Ebbene, a fronte di ciò, e prendendo spunto proprio dalle recenti ordinanze del Ministero delle Infrastrutture e dei Trasporti[10], sembra potersi affermare che provvedimenti non adeguatamente motivati o che riconducano le ragioni delle direttive impartite a necessità avulse dal bilanciamento di diritti paritari o dall’esistenza di concrete necessità di fronteggiare un pericolo “grave ed imminente” per uno o più di essi, non possano dirsi conformi al dettato normativo e si traducano in una indebita ingerenza degli organi amministrativi nel conflitto sociale e nella regolazione delle relazioni industriali.

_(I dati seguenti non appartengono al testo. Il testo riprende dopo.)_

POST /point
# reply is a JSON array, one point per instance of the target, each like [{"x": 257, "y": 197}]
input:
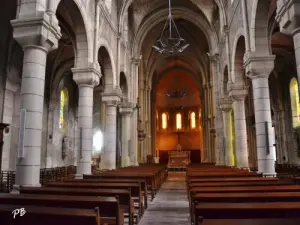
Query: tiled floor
[{"x": 170, "y": 206}]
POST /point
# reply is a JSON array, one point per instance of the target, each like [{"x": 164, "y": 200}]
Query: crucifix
[
  {"x": 178, "y": 137},
  {"x": 178, "y": 144}
]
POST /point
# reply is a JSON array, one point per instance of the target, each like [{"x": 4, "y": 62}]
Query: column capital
[
  {"x": 225, "y": 30},
  {"x": 112, "y": 98},
  {"x": 86, "y": 76},
  {"x": 225, "y": 104},
  {"x": 238, "y": 94},
  {"x": 126, "y": 109},
  {"x": 258, "y": 66},
  {"x": 135, "y": 61},
  {"x": 214, "y": 57},
  {"x": 288, "y": 15},
  {"x": 40, "y": 31}
]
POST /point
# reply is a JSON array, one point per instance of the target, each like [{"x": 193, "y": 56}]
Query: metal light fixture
[
  {"x": 141, "y": 132},
  {"x": 170, "y": 42},
  {"x": 176, "y": 94}
]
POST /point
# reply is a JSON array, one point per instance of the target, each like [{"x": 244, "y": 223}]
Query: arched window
[
  {"x": 193, "y": 120},
  {"x": 164, "y": 121},
  {"x": 63, "y": 110},
  {"x": 178, "y": 121},
  {"x": 98, "y": 141},
  {"x": 295, "y": 106}
]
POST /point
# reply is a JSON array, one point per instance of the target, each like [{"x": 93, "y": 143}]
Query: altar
[{"x": 179, "y": 159}]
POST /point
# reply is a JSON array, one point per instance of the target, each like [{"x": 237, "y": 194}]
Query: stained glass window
[
  {"x": 164, "y": 122},
  {"x": 295, "y": 106},
  {"x": 178, "y": 121},
  {"x": 63, "y": 108},
  {"x": 193, "y": 120}
]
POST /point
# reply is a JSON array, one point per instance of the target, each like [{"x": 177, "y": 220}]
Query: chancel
[{"x": 142, "y": 112}]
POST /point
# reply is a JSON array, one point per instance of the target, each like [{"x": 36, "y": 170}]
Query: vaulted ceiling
[{"x": 193, "y": 64}]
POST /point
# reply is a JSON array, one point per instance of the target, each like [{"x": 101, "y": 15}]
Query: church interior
[{"x": 150, "y": 112}]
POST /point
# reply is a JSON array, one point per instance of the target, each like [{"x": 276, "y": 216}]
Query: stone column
[
  {"x": 241, "y": 144},
  {"x": 37, "y": 36},
  {"x": 258, "y": 70},
  {"x": 126, "y": 111},
  {"x": 226, "y": 107},
  {"x": 8, "y": 115},
  {"x": 110, "y": 136},
  {"x": 288, "y": 17},
  {"x": 134, "y": 139},
  {"x": 148, "y": 118},
  {"x": 86, "y": 79}
]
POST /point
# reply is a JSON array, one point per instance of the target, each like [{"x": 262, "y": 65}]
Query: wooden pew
[
  {"x": 38, "y": 215},
  {"x": 150, "y": 179},
  {"x": 135, "y": 189},
  {"x": 223, "y": 174},
  {"x": 246, "y": 193},
  {"x": 247, "y": 197},
  {"x": 233, "y": 179},
  {"x": 124, "y": 196},
  {"x": 269, "y": 210},
  {"x": 282, "y": 188},
  {"x": 109, "y": 207},
  {"x": 252, "y": 221},
  {"x": 105, "y": 180},
  {"x": 242, "y": 183}
]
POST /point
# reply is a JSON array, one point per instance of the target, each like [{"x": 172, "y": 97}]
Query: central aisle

Le ordinanze in commento, infatti, sono - per loro stessa natura - provvedimenti invasivi, che si risolvono necessariamente in uno svantaggio per una delle parti interessate; per tali ragioni, il ricorso alle stesse deve essere vagliato con particolare rigore, e parimenti attenta deve essere la verifica della loro rispondenza al dettato normativo o, per contro, la eventuale frustrazione delle finalità perseguite dalla legge. Ordinanze precettive emanate oltre i limiti legali (formali e sostanziali) sopra descritti, infatti, si traducono in strumenti deflattivi dell’azione sindacale e, dunque, della tutela del lavoro o, comunque, un indebito contenimento del conflitto in misura non proporzionale alle necessità di tutela dei diritti dei fruitori del servizio interessato.

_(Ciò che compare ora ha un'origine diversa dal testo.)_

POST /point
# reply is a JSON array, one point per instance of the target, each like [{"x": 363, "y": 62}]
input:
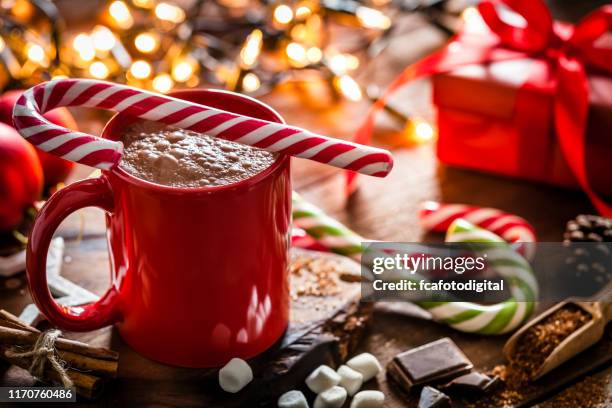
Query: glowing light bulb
[
  {"x": 83, "y": 44},
  {"x": 341, "y": 63},
  {"x": 144, "y": 3},
  {"x": 297, "y": 54},
  {"x": 163, "y": 83},
  {"x": 98, "y": 70},
  {"x": 141, "y": 69},
  {"x": 146, "y": 42},
  {"x": 422, "y": 131},
  {"x": 314, "y": 55},
  {"x": 302, "y": 12},
  {"x": 348, "y": 87},
  {"x": 120, "y": 12},
  {"x": 182, "y": 71},
  {"x": 251, "y": 82},
  {"x": 251, "y": 49},
  {"x": 170, "y": 12},
  {"x": 103, "y": 39},
  {"x": 36, "y": 53},
  {"x": 372, "y": 18},
  {"x": 283, "y": 14}
]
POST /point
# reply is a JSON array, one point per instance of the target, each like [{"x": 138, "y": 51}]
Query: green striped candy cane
[
  {"x": 498, "y": 318},
  {"x": 328, "y": 232},
  {"x": 464, "y": 316}
]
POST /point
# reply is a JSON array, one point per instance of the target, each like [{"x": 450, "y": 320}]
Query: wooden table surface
[{"x": 384, "y": 209}]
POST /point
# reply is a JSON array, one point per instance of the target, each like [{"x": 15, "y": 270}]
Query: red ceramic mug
[{"x": 198, "y": 275}]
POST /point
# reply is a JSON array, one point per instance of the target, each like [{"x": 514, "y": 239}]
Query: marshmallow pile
[
  {"x": 334, "y": 387},
  {"x": 235, "y": 375}
]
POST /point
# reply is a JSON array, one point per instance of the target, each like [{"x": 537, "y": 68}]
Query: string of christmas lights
[{"x": 248, "y": 46}]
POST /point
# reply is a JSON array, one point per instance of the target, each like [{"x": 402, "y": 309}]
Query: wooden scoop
[{"x": 578, "y": 341}]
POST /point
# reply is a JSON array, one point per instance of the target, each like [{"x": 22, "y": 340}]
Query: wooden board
[{"x": 323, "y": 329}]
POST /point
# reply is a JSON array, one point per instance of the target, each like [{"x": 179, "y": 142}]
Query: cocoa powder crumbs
[
  {"x": 591, "y": 392},
  {"x": 319, "y": 277},
  {"x": 531, "y": 350},
  {"x": 540, "y": 340}
]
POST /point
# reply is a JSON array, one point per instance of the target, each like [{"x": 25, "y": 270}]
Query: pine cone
[
  {"x": 590, "y": 261},
  {"x": 588, "y": 228}
]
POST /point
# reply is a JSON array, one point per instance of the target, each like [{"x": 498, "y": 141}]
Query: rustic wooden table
[{"x": 381, "y": 209}]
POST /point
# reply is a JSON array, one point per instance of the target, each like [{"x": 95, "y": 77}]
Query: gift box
[
  {"x": 499, "y": 118},
  {"x": 522, "y": 95}
]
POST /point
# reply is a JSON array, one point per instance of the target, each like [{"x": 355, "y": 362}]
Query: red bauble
[
  {"x": 21, "y": 177},
  {"x": 55, "y": 169}
]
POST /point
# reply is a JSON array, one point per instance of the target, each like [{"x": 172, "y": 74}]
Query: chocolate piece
[
  {"x": 431, "y": 363},
  {"x": 469, "y": 384},
  {"x": 325, "y": 328},
  {"x": 432, "y": 398}
]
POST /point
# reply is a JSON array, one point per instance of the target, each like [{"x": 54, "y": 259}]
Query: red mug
[{"x": 198, "y": 275}]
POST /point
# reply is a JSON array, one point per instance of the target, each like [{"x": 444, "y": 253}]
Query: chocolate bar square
[{"x": 431, "y": 363}]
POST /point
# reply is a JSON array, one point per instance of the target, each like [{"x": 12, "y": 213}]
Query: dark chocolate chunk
[
  {"x": 432, "y": 398},
  {"x": 471, "y": 384},
  {"x": 431, "y": 363}
]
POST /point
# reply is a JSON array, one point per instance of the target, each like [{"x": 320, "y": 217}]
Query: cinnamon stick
[
  {"x": 21, "y": 337},
  {"x": 86, "y": 385},
  {"x": 102, "y": 367}
]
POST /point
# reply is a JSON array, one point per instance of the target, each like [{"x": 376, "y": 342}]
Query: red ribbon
[{"x": 569, "y": 48}]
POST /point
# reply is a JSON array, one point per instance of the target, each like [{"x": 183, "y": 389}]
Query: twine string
[{"x": 43, "y": 351}]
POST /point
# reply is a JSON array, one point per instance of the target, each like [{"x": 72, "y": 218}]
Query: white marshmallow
[
  {"x": 292, "y": 399},
  {"x": 322, "y": 378},
  {"x": 235, "y": 375},
  {"x": 366, "y": 364},
  {"x": 331, "y": 398},
  {"x": 368, "y": 399},
  {"x": 350, "y": 379}
]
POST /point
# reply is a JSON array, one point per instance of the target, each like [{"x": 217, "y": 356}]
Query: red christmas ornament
[
  {"x": 21, "y": 177},
  {"x": 55, "y": 169}
]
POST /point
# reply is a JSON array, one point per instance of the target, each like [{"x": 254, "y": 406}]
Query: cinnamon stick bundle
[{"x": 87, "y": 366}]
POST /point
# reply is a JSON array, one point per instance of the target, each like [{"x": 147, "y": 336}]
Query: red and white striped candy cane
[
  {"x": 101, "y": 153},
  {"x": 436, "y": 216}
]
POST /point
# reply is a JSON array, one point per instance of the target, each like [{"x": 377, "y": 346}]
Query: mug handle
[{"x": 86, "y": 193}]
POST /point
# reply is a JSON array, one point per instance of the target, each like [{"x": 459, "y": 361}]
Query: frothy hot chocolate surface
[{"x": 182, "y": 158}]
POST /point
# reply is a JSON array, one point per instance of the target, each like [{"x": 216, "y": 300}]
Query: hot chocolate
[{"x": 182, "y": 158}]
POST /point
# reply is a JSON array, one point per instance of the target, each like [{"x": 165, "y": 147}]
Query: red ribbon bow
[{"x": 570, "y": 48}]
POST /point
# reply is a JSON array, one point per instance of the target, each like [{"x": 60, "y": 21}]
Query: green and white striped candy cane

Non va dimenticato, a tal proposito, che il disagio per l’utenza coinvolta nei servizi pubblici essenziali interessati è connaturale all’esercizio stesso del diritto di sciopero. Ciò che le Autorità Amministrative coinvolte sono chiamate a vagliare e a garantire non è, dunque, la mera esistenza di un qualche disagio, se del caso anche di un certo rilievo, ma l’entità non equilibrata dello stesso e l’insufficienza delle misure volte ad assicurare le prestazioni indispensabili. Il Legislatore, in altre parole, ha già compiuto valutazioni generali sul contemperamento degli interessi in gioco, fornendo alle Autorità Amministrative competenti i parametri per il corretto esercizio del potere autoritativo.

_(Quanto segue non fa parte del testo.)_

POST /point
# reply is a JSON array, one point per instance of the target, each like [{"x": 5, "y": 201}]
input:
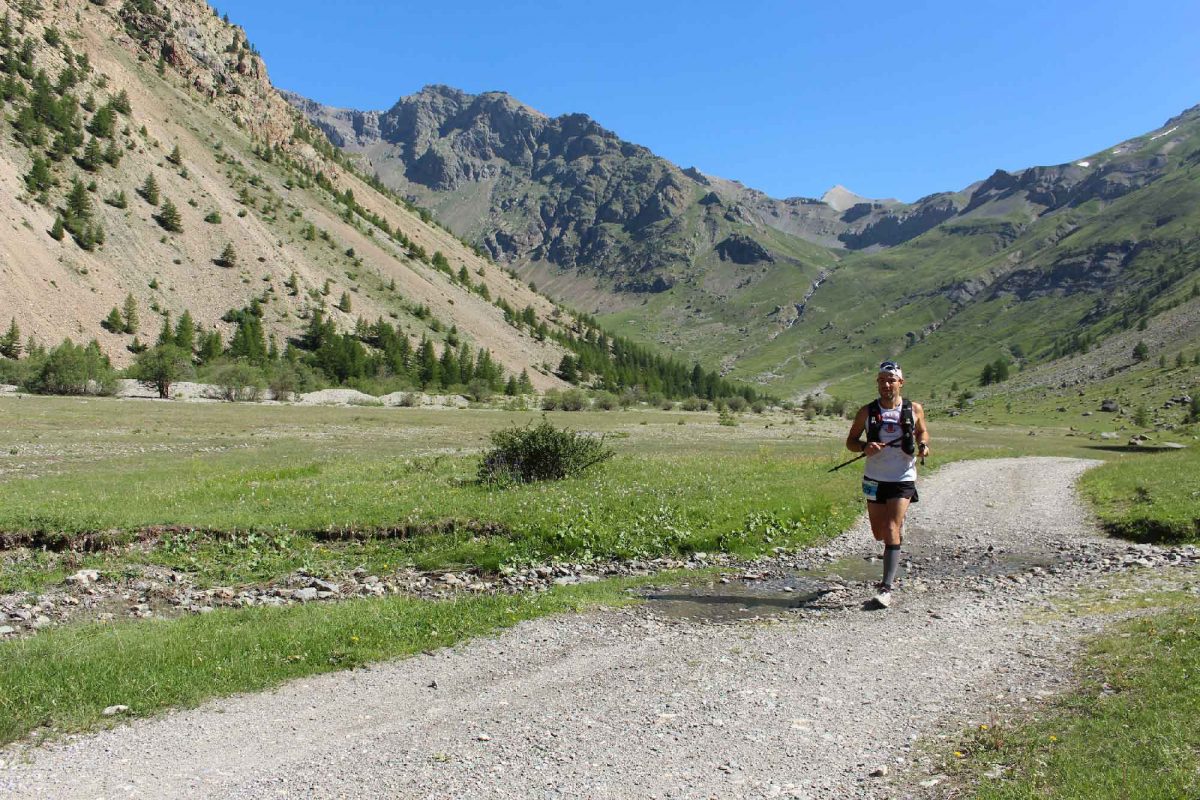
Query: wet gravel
[{"x": 813, "y": 701}]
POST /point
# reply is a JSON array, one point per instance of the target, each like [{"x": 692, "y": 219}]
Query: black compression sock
[{"x": 891, "y": 564}]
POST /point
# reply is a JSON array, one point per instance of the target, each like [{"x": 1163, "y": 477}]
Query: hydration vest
[{"x": 907, "y": 427}]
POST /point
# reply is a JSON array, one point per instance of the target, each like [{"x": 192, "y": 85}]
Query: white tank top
[{"x": 891, "y": 463}]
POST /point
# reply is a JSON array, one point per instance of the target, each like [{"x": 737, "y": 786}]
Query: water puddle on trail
[
  {"x": 737, "y": 600},
  {"x": 821, "y": 587}
]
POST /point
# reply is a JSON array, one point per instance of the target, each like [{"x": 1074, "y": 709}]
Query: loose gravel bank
[{"x": 627, "y": 704}]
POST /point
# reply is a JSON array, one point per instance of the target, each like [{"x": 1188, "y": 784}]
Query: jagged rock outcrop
[{"x": 743, "y": 250}]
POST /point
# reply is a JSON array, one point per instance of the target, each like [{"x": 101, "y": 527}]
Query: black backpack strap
[
  {"x": 907, "y": 428},
  {"x": 874, "y": 421}
]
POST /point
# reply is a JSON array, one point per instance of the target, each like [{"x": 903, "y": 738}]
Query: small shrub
[
  {"x": 605, "y": 402},
  {"x": 238, "y": 382},
  {"x": 543, "y": 452},
  {"x": 737, "y": 403},
  {"x": 574, "y": 400}
]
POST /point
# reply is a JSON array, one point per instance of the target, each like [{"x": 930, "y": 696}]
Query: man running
[{"x": 895, "y": 435}]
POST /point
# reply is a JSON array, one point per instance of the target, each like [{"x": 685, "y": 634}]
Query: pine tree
[
  {"x": 168, "y": 217},
  {"x": 149, "y": 190},
  {"x": 131, "y": 314},
  {"x": 39, "y": 176},
  {"x": 103, "y": 122},
  {"x": 78, "y": 210},
  {"x": 10, "y": 343},
  {"x": 93, "y": 156},
  {"x": 210, "y": 347}
]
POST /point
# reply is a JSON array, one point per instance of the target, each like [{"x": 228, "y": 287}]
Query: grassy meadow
[
  {"x": 1127, "y": 729},
  {"x": 243, "y": 494}
]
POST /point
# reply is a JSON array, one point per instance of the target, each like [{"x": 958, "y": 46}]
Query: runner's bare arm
[
  {"x": 922, "y": 432},
  {"x": 855, "y": 438}
]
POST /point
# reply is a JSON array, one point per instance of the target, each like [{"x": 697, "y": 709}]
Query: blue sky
[{"x": 787, "y": 96}]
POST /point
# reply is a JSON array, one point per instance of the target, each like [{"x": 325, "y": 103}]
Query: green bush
[
  {"x": 736, "y": 403},
  {"x": 238, "y": 382},
  {"x": 72, "y": 370},
  {"x": 543, "y": 452},
  {"x": 574, "y": 400},
  {"x": 605, "y": 402}
]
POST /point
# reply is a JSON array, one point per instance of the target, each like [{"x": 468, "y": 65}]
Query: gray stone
[{"x": 83, "y": 577}]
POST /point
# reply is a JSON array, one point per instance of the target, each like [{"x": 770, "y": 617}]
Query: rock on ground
[{"x": 622, "y": 704}]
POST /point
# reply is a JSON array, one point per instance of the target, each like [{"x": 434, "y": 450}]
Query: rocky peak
[{"x": 840, "y": 198}]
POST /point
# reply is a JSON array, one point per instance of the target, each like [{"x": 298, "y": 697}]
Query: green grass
[
  {"x": 1152, "y": 497},
  {"x": 253, "y": 493},
  {"x": 328, "y": 489},
  {"x": 63, "y": 679},
  {"x": 1128, "y": 731}
]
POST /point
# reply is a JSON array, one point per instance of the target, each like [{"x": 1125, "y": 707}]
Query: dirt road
[{"x": 629, "y": 704}]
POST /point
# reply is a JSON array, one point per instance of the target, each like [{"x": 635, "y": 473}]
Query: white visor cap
[{"x": 891, "y": 368}]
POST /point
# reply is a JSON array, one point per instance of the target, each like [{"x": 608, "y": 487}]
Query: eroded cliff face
[{"x": 265, "y": 214}]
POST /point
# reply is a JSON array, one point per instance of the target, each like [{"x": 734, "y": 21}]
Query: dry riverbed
[{"x": 813, "y": 696}]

Riprendendo, ancora come spunto comparativo, il contenuto delle ordinanze recentemente adottate dal Ministero delle Infrastrutture e dei Trasporti[11] pare non potersi ritenere, ad esempio, adeguata motivazione ex art. 8 L. 146/1990, quella che fa riferimento a possibili danni per un preteso “trend positivo del turismo” o al probabile aumento del “traffico veicolare con ripercussioni sulla sicurezza stradale e sulle emissioni ambientali”, o addirittura ad una paventata “partecipazione consistente” all’astensione dal lavoro da parte dei lavoratori.
Si tratta, infatti, di valutazioni, da un lato meramente ipotetiche perché non adeguatamente supportate da elementi istruttori, e comunque prive del carattere della concretezza preteso dalla norma; dall’altro, riferite a (possibili lesioni di) diritti privi del rilievo costituzionale imposto dal Legislatore del 1990 (così, per non fare che gli esempi sopra riportati, il turismo o il traffico veicolare), quando non addirittura in contrasto con il dettato costituzionale: la prevedibile massiccia partecipazione all’astensione (sempre nel rispetto dell’obbligo di fornire le prestazioni indispensabili) è l’essenza stessa dell’esercizio del diritto di sciopero e non certo un suo possibile limite.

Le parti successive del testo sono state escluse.